TEMPOS MODERNOS
Lena Chagas

Nos últimos 50 anos a tecnologia vem acelerando numa velocidade muito maior que a nossa compreensão possa alcançá-la. E é assim, em todas as áreas em que ela está presente. 

Nunca se viu, por exemplo, tanta variedade de eletrodomésticos e o constante surgimento de outros tantos, como nas últimas décadas. A pressa de apresentar o "último lançamento" ao consumidor só não é maior que a urgência de algumas pessoas em adquiri-lo. 

Com ou sem crise econômica, mesmo com os juros lá nas alturas, sempre há pessoas que estão à procura do aparelho ou do equipamento "mais moderno" para substituir o "ultrapassado". Consertar ou renovar, em muitas das vezes pode ser até mais caro que adquirir um novo, é verdade. Mas está cada vez mais presente a idéia da simples troca por um novo, que em seguida será substituído por um outro mais recente e assim sucessivamente. É a filosofia do descartável: sujou, joga fora; estragou-joga-fora-e-compra-outro. 

Pelo menos constatei um exemplo desses, numa visita que tivemos outro dia, por aqui. Um colega de turma, do meu filho (ambos têm 12 anos), veio brincar com ele. Dono de uma curiosidade ímpar, de tudo queria saber e para tudo tinha uma resposta. Sua atenção era toda voltada aos eletrodomésticos que ia encontrando, ou não, pela casa. De todos sabia o que havia de mais moderno nas lojas e muitos deles já estavam ou já tinham estado em sua casa. 

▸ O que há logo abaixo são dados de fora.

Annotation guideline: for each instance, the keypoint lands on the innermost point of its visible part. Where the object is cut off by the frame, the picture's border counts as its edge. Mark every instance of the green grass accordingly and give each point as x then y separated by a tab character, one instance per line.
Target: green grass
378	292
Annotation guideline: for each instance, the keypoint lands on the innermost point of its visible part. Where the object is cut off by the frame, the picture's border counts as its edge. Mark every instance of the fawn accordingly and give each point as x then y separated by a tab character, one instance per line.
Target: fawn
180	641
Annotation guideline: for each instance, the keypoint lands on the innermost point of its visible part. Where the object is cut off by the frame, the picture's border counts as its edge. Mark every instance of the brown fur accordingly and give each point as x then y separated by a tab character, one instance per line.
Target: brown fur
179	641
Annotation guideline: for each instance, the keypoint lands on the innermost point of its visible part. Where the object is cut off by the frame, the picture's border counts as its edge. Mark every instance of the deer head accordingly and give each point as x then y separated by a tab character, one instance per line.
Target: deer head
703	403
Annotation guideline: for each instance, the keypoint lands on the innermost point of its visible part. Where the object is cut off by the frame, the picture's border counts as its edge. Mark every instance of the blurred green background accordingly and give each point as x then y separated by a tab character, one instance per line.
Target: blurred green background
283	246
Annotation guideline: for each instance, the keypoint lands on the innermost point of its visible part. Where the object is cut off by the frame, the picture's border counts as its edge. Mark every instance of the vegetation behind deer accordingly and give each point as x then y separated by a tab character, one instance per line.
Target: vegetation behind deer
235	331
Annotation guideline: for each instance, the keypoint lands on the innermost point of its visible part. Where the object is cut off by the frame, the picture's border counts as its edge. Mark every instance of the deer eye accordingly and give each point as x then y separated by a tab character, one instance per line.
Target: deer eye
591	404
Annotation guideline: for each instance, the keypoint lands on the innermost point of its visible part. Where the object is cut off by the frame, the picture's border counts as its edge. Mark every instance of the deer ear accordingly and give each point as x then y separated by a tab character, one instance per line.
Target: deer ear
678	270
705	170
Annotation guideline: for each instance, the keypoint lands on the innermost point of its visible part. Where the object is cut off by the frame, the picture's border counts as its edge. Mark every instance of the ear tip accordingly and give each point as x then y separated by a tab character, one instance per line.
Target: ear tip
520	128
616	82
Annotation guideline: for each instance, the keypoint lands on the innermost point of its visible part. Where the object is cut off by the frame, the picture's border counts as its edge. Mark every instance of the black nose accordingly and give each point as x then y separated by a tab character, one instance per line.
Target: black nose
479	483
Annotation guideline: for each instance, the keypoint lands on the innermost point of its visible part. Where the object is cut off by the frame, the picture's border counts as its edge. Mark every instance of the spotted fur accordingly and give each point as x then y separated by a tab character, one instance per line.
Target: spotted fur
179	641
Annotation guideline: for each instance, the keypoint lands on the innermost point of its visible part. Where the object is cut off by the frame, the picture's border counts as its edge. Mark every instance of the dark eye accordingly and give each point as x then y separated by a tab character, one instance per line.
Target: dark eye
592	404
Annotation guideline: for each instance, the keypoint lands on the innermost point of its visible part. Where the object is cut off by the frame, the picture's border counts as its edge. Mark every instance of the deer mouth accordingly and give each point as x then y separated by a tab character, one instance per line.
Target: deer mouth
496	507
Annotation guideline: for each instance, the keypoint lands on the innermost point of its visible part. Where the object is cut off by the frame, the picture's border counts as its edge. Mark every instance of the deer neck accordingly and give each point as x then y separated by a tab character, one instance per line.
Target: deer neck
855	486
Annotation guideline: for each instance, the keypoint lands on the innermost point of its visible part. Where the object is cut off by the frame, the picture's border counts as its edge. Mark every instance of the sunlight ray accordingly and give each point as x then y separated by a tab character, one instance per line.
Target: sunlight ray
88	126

"- Lá em casa não tem esse negócio de consertar, não! Quando enjoamos de alguma coisa ou quando algo estraga, a gente põe no lixo e compra um novo". E com a postura de um grande conhecedor, enumerava um a um:

- A nossa TV é de 43 polegadas, tela plana, som "stereo surround" e tecla "SAP"; meu pai só faz churrasco na churrasqueira elétrica "Foreman", anticheiro; o fogão da minha mãe tem sistema "building-in"; a batedeira é "stand mixer"; e... " E a lista não tinha mais fim. 

Não demorou muito para ele perguntar de que marca e "geração" (!) era a nossa geladeira. Meu senso de humor, ainda extasiado com a "preocupação" do garoto, não se fez de rogado e impediu que eu o levasse até a cozinha, para que ele mesmo visse, enquanto eu dizia:

- Ela é da última geração e o degelo é por controle "hand-moto", com sistema "joguimbox". 

Não sei se ele não entendeu ou se os seus olhos esbugalhados eram de incredulidade pelo tamanho da minha cara-de-pau. O fato é que ele saiu correndo e finalmente os dois resolveram brincar.

Cheguei a pensar em mostrar a geladeira para ele e explicar a bobagem que eu havia dito, mas passou o momento e acabei esquecendo. 

Ele foi embora sem saber que temos essa geladeira há 20 anos ("última geração" das geladeiras sem degelo totalmente automático), nunca estragou e gela que é uma maravilha. Só que para facilitar e apressar o degelo (que funciona quando eu lembro de apertar aquele botão!), eu a desligo e removo as placas de gelo do congelador (controle "hand-moto") e as jogo no box do banheiro ("joguimbox"). O trocadilho é pobre e sem graça, mas na hora não resisti e achei muito engraçado (Mas ele não sabe disso!). 

Não que eu seja contra as maravilhas eletroeletrônicas que muito facilitam as nossas vidas. Gosto e faço uso de algumas delas. Apenas não sou adepta ao troca-troca puro e simples, nem ao consumismo desvairado. Só depois de esgotar as chances de recuperação é que vou estudar as possibilidades do bolso e as qualidades do produto para trocar alguma coisa. 

Talvez seja exagero meu. Mas a idealização do novo é que me parece exacerbada. Hoje, tudo tem de ser novo, de última geração, mas quando ele chega já está defasado; a voracidade insaciável pelo produto recém-lançado já o tornou obsoleto. E a frustração se estabelece. Então a busca pelo novo recomeça. E tudo se repete. 

A durabilidade deixou de ser qualidade. Em seu lugar, o descartável e o renovável é que têm valor. Muitos dos produtos novos que compramos hoje, certamente não terão histórias para contar. Suas vidas são muito curtas. Não têm tempo para memórias. 

E quem liga para isso se a própria vida passou a ser descartável? Inversão de valores. Supervalorização de coisas e desvalorização de sentimentos. 

A vida moderna parece seguir esse rumo. Tomara que isso não seja um ponto pacífico.